If the customer’s question is too complex for chat or too real-time for email and needs to move to a phone or video call, Salesforce Scheduler automatically moves the customer from the contact center to the virtual field office based on escalation criteria and workflow rules.

“We let the customer start interacting with us virtually and get them as far as possible using automated workflows. In the meantime, we also put them into a virtual queue so that if they get to the end or still have to go into a physical office, they can pick up where they left off instead of standing in line and starting over,” said Gupta.

Mobile Driver’s License Pilot

Customers can download the DMV mobile wallet app to their smartphone, where they are then prompted to verify their presence and their driver’s license. MuleSoft then carries that data through to the DMV’s system of record, built on Service Cloud and AWS to perform identity checks, digital signatures and provisioning of the mobile license as a digital credential. The architecture is able to support multiple open source and native wallet platform via an elastic and scalable architecture.

The CA DMV also added Shield and Tableau and CRM Analytics. These give the team an additional layer of security for all of its data, and a set of integrated reports and dashboards they use to spot trends or pinpoint events that might impact service delivery timelines.


What separates any ordinary project from a true digital transformation?

Focus on business transformation. Elasticity and interoperability in technology components.

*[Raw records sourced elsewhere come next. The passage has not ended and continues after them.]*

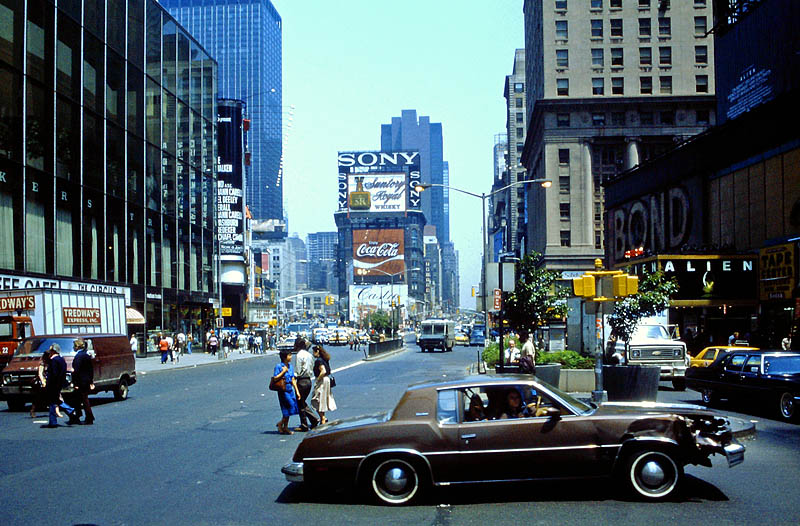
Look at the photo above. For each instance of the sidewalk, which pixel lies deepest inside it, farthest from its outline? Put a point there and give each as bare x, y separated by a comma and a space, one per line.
152, 364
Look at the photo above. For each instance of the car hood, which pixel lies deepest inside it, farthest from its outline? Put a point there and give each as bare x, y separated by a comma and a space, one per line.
620, 408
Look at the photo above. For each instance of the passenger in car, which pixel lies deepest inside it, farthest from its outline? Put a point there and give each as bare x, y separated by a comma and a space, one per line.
514, 406
476, 410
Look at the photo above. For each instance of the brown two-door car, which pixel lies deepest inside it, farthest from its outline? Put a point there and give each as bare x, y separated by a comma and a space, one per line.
482, 429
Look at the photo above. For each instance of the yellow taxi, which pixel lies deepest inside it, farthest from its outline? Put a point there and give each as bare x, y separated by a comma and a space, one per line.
462, 339
706, 357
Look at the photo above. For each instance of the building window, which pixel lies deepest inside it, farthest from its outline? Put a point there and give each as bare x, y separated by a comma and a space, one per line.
645, 56
616, 56
665, 84
563, 184
702, 83
665, 56
644, 28
562, 58
597, 58
562, 30
701, 55
616, 27
597, 28
700, 26
664, 27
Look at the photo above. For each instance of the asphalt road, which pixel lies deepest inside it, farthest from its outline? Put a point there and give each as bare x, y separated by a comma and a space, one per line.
199, 446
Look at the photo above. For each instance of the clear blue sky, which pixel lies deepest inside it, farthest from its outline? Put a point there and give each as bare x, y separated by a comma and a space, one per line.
351, 65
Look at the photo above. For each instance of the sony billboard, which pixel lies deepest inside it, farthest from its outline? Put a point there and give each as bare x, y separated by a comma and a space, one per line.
377, 182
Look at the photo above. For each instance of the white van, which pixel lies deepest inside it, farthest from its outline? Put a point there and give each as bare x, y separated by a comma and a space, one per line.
437, 334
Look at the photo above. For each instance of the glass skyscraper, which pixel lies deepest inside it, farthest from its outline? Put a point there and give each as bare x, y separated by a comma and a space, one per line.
245, 37
107, 155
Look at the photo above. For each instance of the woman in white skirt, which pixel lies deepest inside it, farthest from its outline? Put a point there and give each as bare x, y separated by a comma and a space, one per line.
322, 400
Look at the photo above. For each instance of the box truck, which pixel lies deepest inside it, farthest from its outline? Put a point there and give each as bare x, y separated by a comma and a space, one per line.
32, 312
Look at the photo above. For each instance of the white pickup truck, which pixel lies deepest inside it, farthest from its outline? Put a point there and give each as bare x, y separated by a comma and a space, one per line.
652, 345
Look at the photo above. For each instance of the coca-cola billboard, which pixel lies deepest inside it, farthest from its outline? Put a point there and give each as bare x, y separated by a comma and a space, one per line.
378, 253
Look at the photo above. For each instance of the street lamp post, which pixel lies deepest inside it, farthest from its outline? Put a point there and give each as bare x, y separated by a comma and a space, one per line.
546, 183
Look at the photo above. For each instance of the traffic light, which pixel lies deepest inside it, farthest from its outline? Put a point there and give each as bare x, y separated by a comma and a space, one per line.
584, 286
625, 285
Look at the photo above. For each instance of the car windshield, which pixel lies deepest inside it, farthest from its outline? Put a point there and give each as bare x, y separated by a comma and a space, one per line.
651, 331
37, 346
782, 364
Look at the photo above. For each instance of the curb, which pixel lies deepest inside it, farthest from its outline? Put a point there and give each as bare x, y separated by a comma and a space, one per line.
217, 362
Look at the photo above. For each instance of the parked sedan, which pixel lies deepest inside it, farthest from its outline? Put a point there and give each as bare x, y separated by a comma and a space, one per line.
769, 376
517, 427
707, 356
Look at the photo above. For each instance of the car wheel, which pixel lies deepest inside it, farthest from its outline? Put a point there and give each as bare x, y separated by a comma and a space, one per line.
395, 482
788, 407
121, 390
708, 397
653, 474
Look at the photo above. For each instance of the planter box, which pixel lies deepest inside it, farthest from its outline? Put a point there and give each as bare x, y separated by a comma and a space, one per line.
631, 383
576, 380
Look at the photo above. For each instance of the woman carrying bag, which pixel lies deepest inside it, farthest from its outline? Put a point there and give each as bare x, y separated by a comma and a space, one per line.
322, 400
287, 397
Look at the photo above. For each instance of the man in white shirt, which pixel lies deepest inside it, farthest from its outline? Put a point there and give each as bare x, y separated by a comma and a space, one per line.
303, 371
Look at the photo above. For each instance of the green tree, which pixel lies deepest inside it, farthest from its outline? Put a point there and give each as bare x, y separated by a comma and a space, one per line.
655, 291
536, 298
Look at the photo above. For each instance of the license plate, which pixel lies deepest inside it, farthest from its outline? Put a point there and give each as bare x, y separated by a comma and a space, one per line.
735, 454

“Going with SaaS was a strategic move on our part. It gave us the ability to reuse designs across multiple programs, and then connect them all on one platform supported by the same code. Using building blocks provided by SaaS platform, the marketplace and cloud native services, we incrementally modernized the Occupational Licensing program, Disabled Placard Program, Employer Pull Notice, and Requestor Access Program. We are now implementing more complex Investigations, Driver Safety and Vehicle Registration programs, and will apply those learnings to the Driver Licensing modernization up next,” said Gupta.

Read more about this and other key takeaways in the CA DMV’s best practices checklist.

This strategy sets new standards that go beyond the DMV.

The DMV team has seen several outcomes as a result of this transformation:

  • 60 million transactions processed annually without sacrificing speed and the amount of time it takes to apply for a REAL ID, for example, dropped from 35 to 7 minutes. With more transactions shifting to cheaper and faster channels (click vs call vs brick), the quality of service across the channels and products has improved noticeably.
  • An estimated 55 percent of the calls were solved via automated workflows, before staff ever had to get involved. Because the team has more data standardized and consolidated on one platform, they can make more data-driven decisions. “Sometimes we have found that we don’t even need that particular touchpoint. Other times we’ve found that we’ve been able to deflect escalated cases because we’ve solved the issue before it ever required a human touch,” Gupta continued.
  • Less time spent waiting in line, less paperwork to be filled out and processed, and less repeating the same question to one rep after the next, makes for happier customers. Happier customers make for happier employees, who then are more likely deliver a better customer experience to the next person they are asked to help. “It’s no longer about the customer experience or the employee experience. Our culture now is about the human experience,” said Gupta.

“We recently did a Gartner benchmarking exercise, and we were actually ahead of some major industries,” said Gupta. “The example we are setting is one that we hope shows other departments and agencies that you can break siloes, deliver creative services, and change the image people have of the public sector as an industry.”